Book Excerpt: 'This Is Your Brain on Parasites'

Nematode Parasite
(Image credit: Kateryna Kon | Shutterstock.com)

In "This Is Your Brain on Parasites: How Tiny Creatures Manipulates Our Behavior and Shape Society," Kathleen McAuliffe presents a riveting investigation of the myriad ways that parasites control how other creatures—including humans—think, feel, and act. The book is both a journey into cutting-edge science and a revelatory examination of what it means to be human. Below is an excerpt from McAuliffe's "This Is Your Brain on Parasites" (Houghton Mifflin Harcourt, 2016).

Parasites held no interest for Mark Schaller at the outset of his career.
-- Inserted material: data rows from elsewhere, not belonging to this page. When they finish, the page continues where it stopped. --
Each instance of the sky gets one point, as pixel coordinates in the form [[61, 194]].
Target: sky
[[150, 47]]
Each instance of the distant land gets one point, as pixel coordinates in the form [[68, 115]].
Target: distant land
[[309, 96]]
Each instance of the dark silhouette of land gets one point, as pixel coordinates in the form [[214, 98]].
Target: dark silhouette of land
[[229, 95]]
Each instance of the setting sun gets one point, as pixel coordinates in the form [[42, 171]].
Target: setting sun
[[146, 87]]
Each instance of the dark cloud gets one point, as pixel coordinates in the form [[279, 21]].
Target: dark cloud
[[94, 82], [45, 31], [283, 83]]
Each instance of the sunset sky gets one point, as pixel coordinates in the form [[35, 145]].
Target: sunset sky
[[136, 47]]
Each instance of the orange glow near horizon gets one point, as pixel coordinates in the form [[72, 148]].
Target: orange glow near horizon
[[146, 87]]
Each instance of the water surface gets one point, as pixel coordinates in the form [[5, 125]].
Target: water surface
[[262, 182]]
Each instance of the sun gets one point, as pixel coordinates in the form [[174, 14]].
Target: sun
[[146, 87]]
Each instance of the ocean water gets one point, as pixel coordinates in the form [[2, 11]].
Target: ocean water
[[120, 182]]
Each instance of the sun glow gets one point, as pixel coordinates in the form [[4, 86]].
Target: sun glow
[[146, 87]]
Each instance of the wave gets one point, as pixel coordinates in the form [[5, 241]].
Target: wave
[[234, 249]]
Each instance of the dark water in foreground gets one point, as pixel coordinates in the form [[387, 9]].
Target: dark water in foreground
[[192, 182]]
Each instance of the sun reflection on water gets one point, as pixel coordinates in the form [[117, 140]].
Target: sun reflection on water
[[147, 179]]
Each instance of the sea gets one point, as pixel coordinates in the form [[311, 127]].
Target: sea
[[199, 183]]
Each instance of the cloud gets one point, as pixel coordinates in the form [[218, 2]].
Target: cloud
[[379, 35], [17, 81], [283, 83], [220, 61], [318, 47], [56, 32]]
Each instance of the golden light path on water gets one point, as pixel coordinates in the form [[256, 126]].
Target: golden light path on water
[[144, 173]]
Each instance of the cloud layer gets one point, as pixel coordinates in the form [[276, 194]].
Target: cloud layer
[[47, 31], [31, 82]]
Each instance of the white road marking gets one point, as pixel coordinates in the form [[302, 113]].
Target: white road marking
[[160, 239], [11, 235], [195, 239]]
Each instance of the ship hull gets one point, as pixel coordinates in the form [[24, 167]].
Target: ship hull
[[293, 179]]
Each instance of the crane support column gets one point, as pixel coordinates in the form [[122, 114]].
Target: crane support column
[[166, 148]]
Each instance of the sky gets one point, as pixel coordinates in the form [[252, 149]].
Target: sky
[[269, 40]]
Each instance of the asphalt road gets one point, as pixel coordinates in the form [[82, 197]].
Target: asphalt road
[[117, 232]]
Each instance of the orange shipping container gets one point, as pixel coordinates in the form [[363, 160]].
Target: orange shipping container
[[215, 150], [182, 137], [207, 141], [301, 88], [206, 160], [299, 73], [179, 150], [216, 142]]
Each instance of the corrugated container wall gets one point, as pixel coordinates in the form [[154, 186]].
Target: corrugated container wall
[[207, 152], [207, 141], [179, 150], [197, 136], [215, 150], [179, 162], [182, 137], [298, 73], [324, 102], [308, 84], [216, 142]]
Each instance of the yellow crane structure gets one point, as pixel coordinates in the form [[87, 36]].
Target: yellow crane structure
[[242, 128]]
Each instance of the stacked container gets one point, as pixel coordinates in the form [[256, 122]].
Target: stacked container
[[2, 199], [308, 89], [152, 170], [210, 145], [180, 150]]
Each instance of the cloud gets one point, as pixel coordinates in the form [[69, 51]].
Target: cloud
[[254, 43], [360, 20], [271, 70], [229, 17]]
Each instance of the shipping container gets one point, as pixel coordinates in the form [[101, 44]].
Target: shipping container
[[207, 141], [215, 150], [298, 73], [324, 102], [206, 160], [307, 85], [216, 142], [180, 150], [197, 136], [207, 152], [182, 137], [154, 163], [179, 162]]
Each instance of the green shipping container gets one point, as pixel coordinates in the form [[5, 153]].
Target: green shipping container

Since his graduate-school days in the 1980s, the University of British Columbia psychologist has wanted to understand the root causes of prejudice. In one study that he conducted in the early 2000s, he showed that simply turning off the lights in a room made people more prejudiced against other races. Subjects' heightened sense of vulnerability in the dark seemed to elicit these negative biases — "a relatively obvious idea," he admitted. Then an odd thought occurred to him: "People are potentially vulnerable to infection. Wouldn’t it be cool and novel if we found out that prejudices are jacked up when people are more vulnerable to disease?"